Als Ergebnis dieser beiden Fahrten befindet Spirit sich jetzt an einem Punkt, welcher knapp südlich der Stelle liegt, an welcher der Rover im November 2009 seine „Befreiungsfahrt“ begann. Bei diesen Manövern hat Spirit sich leicht entgegen dem Uhrzeigersinn gedreht, was zur Folge hatte, dass sich das linke Hinterrad etwas vom Rand des Scamander-Kraters weg bewegt hat. Gleichzeitig hat sich die Vorderseite des Rovers zu diesem Krater hin bewegt. Die bisher übermittelten Telemetriedaten und Bilder des Rovers zeigen, dass sich die Neigung von Spirit in Richtung auf die Sonne verändert hat, was jetzt eine bessere Energieausbeute zur Folge haben sollte. Die Fortsetzung der Fahrt ist für den 18. Januar 2010 geplant.
Sollte es den Mitarbeitern des JPL nicht gelingen, Spirit mit diesen rückwärtigen Bewegungen in eine Position zu manövrieren, welche dessen Überleben während des Marswinters wahrscheinlicher erscheinen lässt, so gibt es bereits Überlegungen, zu unkonventionelleren Methoden zu greifen. Eine in Betracht gezogene Möglichkeit besteht zum Beispiel darin, den an der Vorderseite des Rovers montierten und eigentlich nicht für solche Operationen ausgelegten Instrumentenarm dazu zu benutzen, Bodenmaterial vor dem linken Vorderrad des Rovers zu bewegen und so eine befahrbare Trasse zu schaffen.

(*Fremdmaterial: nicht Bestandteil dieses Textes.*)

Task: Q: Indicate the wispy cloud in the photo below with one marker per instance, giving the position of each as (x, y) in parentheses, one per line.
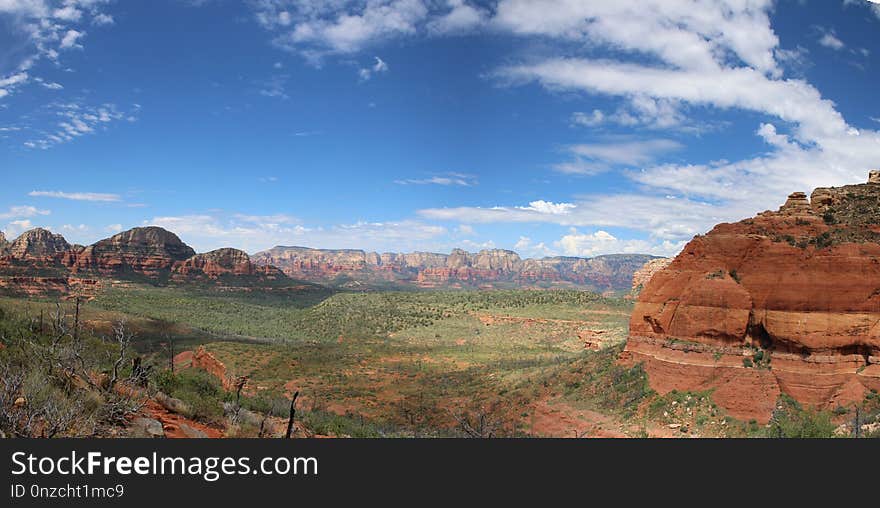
(455, 179)
(594, 158)
(78, 119)
(20, 212)
(77, 196)
(254, 233)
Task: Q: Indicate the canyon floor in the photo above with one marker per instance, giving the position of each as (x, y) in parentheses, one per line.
(408, 364)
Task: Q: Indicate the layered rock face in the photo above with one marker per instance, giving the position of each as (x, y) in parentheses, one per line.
(38, 244)
(646, 273)
(785, 302)
(39, 262)
(485, 268)
(150, 251)
(220, 263)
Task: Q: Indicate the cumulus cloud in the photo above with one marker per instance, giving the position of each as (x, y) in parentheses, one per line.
(602, 242)
(378, 67)
(830, 40)
(594, 158)
(318, 28)
(722, 55)
(42, 29)
(460, 18)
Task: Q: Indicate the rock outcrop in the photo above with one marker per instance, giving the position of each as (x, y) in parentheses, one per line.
(645, 273)
(39, 262)
(228, 264)
(38, 244)
(150, 252)
(487, 268)
(786, 302)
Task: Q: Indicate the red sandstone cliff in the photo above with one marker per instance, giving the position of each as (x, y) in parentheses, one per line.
(150, 251)
(485, 268)
(39, 262)
(785, 302)
(644, 274)
(223, 263)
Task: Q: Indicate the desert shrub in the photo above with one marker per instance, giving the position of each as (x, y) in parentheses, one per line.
(201, 393)
(791, 420)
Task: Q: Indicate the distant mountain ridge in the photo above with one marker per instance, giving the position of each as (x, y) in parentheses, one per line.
(459, 268)
(39, 258)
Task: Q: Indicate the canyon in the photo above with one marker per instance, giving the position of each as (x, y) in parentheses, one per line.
(41, 262)
(787, 302)
(488, 268)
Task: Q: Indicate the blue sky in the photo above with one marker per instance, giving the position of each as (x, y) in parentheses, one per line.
(548, 127)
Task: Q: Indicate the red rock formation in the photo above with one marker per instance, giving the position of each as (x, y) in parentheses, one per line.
(150, 251)
(485, 268)
(38, 244)
(785, 302)
(646, 272)
(202, 359)
(228, 263)
(39, 286)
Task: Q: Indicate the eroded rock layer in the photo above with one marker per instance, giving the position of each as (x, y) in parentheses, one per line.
(785, 302)
(491, 268)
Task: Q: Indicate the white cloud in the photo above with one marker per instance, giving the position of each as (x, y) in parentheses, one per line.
(78, 119)
(830, 40)
(447, 179)
(460, 18)
(591, 159)
(275, 87)
(874, 5)
(365, 73)
(20, 212)
(527, 249)
(69, 40)
(601, 242)
(41, 29)
(699, 63)
(254, 233)
(465, 229)
(77, 196)
(318, 28)
(9, 83)
(103, 20)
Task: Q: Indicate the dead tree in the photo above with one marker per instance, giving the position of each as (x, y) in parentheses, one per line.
(123, 339)
(292, 414)
(239, 385)
(479, 424)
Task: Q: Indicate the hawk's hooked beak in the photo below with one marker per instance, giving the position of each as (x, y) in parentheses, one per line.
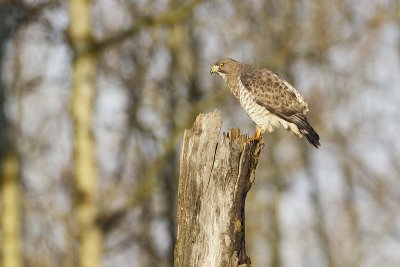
(214, 69)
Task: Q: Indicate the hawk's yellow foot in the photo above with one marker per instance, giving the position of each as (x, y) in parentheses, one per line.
(257, 137)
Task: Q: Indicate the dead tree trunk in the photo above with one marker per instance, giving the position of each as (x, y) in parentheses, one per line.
(216, 172)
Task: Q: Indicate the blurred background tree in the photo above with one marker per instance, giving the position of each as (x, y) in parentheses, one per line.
(337, 206)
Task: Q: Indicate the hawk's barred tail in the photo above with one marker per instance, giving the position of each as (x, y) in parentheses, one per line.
(311, 135)
(305, 129)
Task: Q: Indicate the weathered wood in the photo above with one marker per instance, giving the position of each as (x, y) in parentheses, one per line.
(216, 172)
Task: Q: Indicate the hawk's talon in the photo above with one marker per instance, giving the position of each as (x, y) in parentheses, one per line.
(256, 137)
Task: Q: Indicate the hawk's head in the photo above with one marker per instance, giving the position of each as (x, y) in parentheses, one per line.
(225, 66)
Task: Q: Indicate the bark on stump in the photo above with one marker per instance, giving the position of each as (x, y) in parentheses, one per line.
(216, 172)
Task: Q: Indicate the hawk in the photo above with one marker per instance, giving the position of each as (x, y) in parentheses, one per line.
(268, 99)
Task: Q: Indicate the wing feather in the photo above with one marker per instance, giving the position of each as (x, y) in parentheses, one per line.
(273, 93)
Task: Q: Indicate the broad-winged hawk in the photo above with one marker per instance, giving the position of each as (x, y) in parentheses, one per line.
(268, 99)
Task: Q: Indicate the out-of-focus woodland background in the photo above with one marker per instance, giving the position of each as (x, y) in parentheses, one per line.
(147, 63)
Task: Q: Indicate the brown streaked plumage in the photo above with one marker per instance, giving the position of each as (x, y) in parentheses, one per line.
(268, 99)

Das Risiko eines solchen eventuellen Manövers besteht allerdings darin, dass hierbei mechanische Belastungen auftreten, welche den Instrumentenarm dauerhaft beschädigen könnten. Da an diesem Arm neben dem Mikroskop und einem Gesteinsbohrer auch zwei Spektrometer befestigt sind, könnte dies den Ausfall dieser Instrumente bedeuten. Ohne diese Messinstrumente verliert Spirit jedoch einen Großteil seines wissenschaftlichen Wertes. Ein eventuelles „Okay“ der für die Mission verantwortlichen Mitarbeiter des JPL für ein derartiges Manöver wäre somit als wahrscheinlich wirklich letzter Ausweg aus einer ansonsten hoffnungslosen Situation zu betrachten.